Dal punto di vista della giustizia internazionale, osserva Amnesty International, qualcosa si muove. Nel luglio 2022 la Corte internazionale di giustizia ha respinto le obiezioni avanzate da Myanmar e si è dichiarata competente per andare avanti nel procedimento avviato nel 2019 dallo stato del Gambia contro il governo di Myanmar ai sensi della Convenzione sul genocidio.

Anche il Tribunale penale internazionale sta indagando sui crimini commessi nel 2016 e nel 2017 contro i rohingya. Sebbene Myanmar non abbia ratificato lo Statuto del Tribunale, questo sta esaminando denunce di crimini commessi in Bangladesh e in altri stati. Amnesty International ha sollecitato il Consiglio di sicurezza delle Nazioni Unite a deferire al Tribunale l’intera situazione di Myanmar in modo che possa essere svolta un’indagine su tutti i crimini commessi all’interno di Myanmar.
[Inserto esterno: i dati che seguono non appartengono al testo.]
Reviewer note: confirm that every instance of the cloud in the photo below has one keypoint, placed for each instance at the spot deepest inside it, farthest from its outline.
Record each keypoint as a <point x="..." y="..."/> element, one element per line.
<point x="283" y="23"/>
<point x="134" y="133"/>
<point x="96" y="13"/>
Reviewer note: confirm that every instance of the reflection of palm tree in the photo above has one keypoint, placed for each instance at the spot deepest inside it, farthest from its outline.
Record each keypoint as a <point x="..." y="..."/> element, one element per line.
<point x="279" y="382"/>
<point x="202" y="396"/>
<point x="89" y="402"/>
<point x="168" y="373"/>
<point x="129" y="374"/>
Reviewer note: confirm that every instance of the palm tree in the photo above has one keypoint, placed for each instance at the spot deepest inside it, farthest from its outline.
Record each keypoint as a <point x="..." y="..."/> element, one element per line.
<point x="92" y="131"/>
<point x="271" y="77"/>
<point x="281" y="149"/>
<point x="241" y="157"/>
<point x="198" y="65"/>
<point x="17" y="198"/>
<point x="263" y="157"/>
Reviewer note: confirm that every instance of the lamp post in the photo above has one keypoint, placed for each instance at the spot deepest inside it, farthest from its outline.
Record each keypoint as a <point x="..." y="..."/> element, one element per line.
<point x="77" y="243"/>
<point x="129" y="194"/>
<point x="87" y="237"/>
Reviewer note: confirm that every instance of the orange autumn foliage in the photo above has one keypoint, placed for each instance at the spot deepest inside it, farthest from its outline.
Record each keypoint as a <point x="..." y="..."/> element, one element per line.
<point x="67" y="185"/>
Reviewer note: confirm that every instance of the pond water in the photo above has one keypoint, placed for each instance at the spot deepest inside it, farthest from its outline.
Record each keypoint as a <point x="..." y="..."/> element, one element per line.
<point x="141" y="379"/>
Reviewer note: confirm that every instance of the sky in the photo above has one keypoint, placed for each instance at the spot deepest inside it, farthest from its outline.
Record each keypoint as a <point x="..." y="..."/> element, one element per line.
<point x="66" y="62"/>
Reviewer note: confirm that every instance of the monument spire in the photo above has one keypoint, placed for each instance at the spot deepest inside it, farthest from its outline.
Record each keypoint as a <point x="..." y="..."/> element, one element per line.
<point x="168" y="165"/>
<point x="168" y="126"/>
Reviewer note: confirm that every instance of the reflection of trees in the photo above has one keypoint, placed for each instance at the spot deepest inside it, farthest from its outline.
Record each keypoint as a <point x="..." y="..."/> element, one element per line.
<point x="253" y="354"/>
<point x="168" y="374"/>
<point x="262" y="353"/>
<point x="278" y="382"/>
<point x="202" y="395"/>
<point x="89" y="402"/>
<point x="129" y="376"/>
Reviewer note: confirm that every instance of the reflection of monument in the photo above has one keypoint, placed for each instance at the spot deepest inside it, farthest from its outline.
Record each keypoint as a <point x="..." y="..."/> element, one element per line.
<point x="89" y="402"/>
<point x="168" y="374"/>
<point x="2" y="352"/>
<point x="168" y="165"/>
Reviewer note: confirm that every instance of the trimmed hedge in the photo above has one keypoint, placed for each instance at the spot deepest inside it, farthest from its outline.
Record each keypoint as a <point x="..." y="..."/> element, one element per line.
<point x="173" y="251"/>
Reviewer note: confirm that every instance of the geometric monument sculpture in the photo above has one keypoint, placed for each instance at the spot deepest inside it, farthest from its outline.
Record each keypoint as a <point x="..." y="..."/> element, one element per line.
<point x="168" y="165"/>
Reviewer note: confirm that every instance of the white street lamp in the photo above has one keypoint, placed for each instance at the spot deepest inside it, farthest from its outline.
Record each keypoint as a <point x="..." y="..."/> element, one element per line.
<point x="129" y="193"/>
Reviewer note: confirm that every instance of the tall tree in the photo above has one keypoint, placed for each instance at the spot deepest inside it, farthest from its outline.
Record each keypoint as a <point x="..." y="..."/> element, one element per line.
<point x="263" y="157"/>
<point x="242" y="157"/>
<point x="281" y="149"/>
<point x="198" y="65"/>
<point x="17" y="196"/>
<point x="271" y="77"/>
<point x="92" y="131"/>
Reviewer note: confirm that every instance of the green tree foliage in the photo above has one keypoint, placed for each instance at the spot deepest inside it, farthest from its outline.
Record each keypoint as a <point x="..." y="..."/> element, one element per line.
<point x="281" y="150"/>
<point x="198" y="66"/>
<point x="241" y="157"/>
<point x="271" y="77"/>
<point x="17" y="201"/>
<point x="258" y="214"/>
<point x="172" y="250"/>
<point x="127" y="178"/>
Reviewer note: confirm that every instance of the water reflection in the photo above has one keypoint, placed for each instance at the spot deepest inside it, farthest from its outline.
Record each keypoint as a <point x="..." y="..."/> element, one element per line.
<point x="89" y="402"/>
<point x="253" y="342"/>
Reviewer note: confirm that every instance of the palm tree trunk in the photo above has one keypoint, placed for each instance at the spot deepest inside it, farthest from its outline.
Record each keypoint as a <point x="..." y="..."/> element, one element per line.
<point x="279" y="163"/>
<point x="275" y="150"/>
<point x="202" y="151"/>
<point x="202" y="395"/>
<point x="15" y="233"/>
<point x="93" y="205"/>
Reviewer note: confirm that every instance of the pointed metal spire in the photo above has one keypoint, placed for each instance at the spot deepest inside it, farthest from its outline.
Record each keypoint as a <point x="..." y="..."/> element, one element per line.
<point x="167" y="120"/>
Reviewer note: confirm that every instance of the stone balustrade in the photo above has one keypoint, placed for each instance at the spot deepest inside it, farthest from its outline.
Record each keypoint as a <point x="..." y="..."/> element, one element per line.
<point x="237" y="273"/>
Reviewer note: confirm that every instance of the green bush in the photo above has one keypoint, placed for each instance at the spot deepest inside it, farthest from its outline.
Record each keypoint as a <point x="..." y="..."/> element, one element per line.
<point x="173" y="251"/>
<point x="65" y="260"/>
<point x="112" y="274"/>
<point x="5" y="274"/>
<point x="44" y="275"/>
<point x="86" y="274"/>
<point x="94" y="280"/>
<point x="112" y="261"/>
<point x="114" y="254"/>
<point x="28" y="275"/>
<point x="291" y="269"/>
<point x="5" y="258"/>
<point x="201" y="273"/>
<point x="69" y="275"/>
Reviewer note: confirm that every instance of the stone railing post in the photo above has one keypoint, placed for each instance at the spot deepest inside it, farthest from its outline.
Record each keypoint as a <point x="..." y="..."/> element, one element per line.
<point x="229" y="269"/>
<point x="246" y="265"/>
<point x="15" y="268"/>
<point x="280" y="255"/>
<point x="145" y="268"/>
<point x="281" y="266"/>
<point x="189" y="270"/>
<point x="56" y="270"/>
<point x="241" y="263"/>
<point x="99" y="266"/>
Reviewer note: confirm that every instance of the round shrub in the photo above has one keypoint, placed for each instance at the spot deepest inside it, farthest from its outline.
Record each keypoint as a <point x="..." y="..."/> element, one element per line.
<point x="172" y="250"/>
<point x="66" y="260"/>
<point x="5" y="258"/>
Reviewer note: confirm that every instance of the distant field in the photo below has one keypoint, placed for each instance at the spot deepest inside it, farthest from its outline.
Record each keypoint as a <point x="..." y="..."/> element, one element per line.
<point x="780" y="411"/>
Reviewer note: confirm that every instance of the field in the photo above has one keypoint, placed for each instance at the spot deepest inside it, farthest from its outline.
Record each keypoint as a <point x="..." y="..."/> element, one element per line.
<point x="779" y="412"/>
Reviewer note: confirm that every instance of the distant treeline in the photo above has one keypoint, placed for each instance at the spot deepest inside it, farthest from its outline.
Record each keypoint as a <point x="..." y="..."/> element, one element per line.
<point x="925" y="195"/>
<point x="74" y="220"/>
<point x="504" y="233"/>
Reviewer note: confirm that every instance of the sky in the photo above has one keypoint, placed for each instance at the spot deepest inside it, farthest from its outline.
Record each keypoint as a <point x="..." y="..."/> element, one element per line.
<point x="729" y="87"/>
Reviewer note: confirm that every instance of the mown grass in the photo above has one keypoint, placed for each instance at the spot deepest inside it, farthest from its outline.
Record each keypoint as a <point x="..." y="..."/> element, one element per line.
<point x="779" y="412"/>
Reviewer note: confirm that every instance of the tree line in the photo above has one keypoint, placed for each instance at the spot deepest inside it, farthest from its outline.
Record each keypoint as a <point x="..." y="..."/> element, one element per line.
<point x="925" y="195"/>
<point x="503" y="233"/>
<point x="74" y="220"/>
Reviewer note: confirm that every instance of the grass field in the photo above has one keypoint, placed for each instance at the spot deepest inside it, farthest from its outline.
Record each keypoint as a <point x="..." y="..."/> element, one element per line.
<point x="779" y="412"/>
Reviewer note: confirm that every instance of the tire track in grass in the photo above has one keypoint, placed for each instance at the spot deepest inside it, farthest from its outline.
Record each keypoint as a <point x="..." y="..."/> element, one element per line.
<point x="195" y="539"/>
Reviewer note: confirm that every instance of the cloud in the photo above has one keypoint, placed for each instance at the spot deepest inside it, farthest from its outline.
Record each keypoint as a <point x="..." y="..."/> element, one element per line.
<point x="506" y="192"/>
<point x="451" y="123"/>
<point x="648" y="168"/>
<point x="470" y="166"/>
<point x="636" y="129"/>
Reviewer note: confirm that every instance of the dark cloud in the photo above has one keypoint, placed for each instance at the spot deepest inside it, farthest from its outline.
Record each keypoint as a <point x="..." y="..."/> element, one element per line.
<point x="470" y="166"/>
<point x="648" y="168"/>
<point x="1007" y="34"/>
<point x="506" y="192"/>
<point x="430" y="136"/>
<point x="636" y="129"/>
Un’altra indagine, sulla base della giurisdizione universale – il principio che autorizza le autorità nazionali a indagare su crimini di diritto internazionale commessi altrove – sta andando avanti in Argentina. I promotori, l’Organizzazione birmana dei rohingya del Regno Unito, sperano che i più alti gradi dell’esercito di Myanmar siano chiamati a rispondere dei crimini commessi contro i rohingya.
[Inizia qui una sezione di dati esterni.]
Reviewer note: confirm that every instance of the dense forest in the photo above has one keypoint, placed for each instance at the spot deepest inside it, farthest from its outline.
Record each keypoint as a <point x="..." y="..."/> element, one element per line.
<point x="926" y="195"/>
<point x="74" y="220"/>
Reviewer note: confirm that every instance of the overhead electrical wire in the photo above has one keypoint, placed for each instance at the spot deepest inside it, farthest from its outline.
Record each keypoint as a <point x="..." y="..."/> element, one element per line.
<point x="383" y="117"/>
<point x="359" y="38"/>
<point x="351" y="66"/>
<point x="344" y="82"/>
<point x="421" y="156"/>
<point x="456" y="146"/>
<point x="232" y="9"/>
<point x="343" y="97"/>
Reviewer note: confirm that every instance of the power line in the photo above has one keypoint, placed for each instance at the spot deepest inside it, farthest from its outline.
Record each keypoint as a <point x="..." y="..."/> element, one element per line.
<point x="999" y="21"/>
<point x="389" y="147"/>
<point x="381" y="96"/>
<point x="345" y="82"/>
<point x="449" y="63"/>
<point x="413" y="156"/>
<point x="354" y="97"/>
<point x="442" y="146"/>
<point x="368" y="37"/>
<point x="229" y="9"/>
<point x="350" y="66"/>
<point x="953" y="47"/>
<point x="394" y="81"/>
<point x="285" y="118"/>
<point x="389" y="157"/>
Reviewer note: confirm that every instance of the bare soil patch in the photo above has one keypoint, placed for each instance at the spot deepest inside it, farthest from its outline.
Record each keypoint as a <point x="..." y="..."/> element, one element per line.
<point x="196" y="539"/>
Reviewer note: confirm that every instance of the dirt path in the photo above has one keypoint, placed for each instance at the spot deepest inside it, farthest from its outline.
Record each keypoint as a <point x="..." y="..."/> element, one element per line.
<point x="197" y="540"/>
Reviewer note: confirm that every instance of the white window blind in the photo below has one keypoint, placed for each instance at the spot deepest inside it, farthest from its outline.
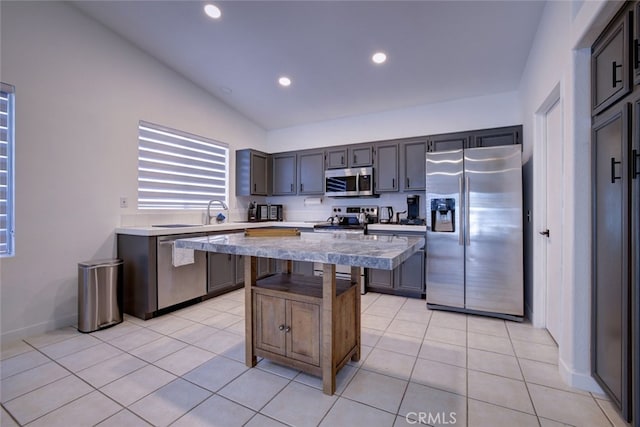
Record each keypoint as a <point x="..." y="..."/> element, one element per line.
<point x="178" y="170"/>
<point x="6" y="169"/>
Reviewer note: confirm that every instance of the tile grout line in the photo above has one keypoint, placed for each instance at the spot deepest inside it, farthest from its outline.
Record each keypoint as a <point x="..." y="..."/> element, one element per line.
<point x="69" y="402"/>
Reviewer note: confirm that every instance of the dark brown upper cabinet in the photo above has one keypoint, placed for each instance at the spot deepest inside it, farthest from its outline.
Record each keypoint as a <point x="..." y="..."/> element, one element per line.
<point x="284" y="174"/>
<point x="610" y="63"/>
<point x="336" y="158"/>
<point x="495" y="137"/>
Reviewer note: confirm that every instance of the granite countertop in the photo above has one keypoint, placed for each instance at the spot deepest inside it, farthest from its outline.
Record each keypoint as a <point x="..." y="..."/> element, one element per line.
<point x="239" y="226"/>
<point x="382" y="252"/>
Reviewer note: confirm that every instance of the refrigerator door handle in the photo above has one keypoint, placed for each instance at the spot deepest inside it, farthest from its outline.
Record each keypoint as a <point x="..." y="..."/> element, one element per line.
<point x="460" y="229"/>
<point x="467" y="204"/>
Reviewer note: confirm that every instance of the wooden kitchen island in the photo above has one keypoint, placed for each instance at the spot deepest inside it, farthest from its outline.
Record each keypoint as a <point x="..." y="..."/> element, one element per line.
<point x="311" y="323"/>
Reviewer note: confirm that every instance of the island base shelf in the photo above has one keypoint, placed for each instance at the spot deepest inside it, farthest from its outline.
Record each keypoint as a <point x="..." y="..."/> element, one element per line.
<point x="310" y="323"/>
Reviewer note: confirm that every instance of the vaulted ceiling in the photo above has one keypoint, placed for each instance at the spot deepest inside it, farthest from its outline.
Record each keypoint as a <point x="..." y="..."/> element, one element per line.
<point x="436" y="51"/>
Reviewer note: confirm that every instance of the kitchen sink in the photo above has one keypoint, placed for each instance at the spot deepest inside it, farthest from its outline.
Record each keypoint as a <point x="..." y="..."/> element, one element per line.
<point x="176" y="225"/>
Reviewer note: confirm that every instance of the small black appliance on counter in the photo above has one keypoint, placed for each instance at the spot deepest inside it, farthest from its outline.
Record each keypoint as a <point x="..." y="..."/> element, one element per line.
<point x="413" y="212"/>
<point x="265" y="212"/>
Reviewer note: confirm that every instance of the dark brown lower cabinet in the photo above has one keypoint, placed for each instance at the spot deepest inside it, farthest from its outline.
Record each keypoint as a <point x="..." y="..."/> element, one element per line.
<point x="611" y="291"/>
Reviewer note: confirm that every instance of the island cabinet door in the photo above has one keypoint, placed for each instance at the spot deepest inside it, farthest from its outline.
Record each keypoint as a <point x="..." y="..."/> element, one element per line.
<point x="270" y="323"/>
<point x="303" y="332"/>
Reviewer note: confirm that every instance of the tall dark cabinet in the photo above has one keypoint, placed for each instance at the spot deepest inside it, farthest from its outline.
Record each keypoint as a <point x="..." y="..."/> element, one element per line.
<point x="615" y="140"/>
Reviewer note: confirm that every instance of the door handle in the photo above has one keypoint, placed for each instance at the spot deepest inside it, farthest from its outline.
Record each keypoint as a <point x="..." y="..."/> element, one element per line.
<point x="613" y="170"/>
<point x="467" y="227"/>
<point x="460" y="229"/>
<point x="614" y="74"/>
Queste azioni giudiziarie dovrebbero essere accompagnate da ulteriori iniziative da parte della giustizia nazionale di altri stati.
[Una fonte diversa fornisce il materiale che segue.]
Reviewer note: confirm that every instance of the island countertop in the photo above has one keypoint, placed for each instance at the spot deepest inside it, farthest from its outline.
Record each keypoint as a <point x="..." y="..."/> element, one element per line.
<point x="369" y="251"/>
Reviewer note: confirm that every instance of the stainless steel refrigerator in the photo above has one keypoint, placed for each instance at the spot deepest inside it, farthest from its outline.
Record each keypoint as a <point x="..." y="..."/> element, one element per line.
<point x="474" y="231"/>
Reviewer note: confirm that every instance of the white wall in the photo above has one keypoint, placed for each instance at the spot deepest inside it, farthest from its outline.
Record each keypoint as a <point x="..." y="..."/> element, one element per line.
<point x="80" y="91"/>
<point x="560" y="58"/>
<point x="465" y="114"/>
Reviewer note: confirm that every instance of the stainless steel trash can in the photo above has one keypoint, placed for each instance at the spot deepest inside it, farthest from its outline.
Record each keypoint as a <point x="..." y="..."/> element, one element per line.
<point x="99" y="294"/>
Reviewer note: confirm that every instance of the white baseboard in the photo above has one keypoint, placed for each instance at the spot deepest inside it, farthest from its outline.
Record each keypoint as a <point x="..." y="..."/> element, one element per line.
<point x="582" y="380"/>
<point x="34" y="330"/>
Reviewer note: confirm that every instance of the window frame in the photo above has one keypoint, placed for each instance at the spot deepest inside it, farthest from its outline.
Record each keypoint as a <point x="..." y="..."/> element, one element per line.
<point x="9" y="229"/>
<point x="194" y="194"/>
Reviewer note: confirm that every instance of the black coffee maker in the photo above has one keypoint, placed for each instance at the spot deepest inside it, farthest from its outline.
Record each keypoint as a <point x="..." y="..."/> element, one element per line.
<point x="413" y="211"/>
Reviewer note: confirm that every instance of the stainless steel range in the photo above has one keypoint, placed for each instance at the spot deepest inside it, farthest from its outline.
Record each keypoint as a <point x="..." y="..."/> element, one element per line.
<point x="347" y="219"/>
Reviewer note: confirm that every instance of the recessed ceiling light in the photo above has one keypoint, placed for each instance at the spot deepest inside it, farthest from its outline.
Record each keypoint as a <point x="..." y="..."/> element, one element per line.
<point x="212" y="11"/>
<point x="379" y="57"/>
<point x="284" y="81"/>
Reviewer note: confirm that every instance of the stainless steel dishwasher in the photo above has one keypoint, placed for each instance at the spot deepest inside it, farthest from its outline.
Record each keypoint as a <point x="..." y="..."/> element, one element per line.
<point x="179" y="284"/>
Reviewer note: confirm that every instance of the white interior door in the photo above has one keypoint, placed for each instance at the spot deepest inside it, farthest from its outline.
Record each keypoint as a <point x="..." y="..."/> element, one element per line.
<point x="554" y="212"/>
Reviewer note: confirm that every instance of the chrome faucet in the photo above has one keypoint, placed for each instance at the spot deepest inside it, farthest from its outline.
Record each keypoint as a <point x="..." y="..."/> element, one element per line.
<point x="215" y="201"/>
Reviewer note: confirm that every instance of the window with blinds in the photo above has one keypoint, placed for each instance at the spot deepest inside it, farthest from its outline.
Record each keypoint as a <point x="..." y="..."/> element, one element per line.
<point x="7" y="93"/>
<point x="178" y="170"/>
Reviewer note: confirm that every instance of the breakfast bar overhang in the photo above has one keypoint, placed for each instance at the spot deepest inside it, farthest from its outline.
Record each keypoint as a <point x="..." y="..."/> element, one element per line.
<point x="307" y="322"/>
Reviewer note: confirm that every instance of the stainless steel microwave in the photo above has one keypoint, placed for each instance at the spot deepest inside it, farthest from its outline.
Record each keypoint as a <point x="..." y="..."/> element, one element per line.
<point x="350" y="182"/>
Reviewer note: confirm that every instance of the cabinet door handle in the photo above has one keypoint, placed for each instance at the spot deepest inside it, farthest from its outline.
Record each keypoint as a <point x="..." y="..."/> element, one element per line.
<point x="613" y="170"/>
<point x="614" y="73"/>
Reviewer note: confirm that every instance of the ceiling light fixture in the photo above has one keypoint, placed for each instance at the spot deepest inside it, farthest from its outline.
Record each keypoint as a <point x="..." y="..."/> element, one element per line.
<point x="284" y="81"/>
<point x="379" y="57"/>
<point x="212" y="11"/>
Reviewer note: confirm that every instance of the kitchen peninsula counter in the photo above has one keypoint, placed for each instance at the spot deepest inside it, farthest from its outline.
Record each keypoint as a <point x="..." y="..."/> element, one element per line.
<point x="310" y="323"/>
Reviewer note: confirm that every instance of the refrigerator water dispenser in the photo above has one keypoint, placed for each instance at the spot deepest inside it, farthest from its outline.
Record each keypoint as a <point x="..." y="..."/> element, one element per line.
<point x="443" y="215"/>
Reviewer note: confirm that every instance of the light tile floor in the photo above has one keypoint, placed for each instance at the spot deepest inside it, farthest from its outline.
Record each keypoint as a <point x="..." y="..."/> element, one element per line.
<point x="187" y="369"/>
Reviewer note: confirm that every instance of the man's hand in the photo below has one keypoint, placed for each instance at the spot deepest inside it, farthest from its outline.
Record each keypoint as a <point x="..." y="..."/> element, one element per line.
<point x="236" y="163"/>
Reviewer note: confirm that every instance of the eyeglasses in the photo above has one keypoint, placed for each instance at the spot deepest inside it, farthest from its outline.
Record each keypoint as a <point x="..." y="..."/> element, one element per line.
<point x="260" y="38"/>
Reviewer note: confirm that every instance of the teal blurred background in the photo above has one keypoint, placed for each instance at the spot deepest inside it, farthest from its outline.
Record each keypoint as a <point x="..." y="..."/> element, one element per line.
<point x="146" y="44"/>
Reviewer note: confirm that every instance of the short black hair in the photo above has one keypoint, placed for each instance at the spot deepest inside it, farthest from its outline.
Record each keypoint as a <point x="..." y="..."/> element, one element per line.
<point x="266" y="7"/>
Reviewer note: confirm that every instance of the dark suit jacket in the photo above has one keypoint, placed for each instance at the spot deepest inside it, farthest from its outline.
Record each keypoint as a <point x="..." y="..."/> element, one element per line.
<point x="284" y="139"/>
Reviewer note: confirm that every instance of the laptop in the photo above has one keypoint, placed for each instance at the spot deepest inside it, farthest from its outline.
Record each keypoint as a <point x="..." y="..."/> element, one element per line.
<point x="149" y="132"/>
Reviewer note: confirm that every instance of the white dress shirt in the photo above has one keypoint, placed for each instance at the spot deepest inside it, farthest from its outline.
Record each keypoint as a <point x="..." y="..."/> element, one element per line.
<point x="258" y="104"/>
“Anche l’Associazione degli stati del sudest asiatico dovrebbe giocare un ruolo più determinato e decisivo, schierandosi dalla parte dei rohingya e premendo per l’accertamento delle responsabilità”, ha commentato Ming Yu Hah.

Ulteriori informazioni 

Nell’agosto 2017 l’esercito di Myanmar lanciò operazioni militari vaste e sistematiche contro i villaggi rohingya, rendendosi responsabile di esecuzioni extragiudiziali, distruzione di proprietà e aggressioni sessuali. Oltre 740.000 uomini, donne e bambini rohingya fuggirono dallo stato di Rakhine verso il confinante Bangladesh. Secondo le forze armate, prima dell’avvio delle operazioni militari c’era stata una serie di attacchi armati contro posti di blocco della polizia.

 

Considerando anche la violenza subita nei decenni precedenti, si stima che circa un milione di rifugiati rohingya viva attualmente in Bangladesh. Di molte delle loro abitazioni non è rimasta alcuna traccia.

 

La Missione di accertamento dei fatti delle Nazioni Unite su Myanmar ha già chiesto che il generale Min Aung Hlaing e ulteriori alti gradi dell’esercito di Myanmar siano indagati e processati per crimini di guerra, crimini contro l’umanità e genocidio. Il generale Min Aung Hlaing ha assunto il ruolo di presidente del Consiglio di amministrazione dello stato dopo il golpe del febbraio 2021.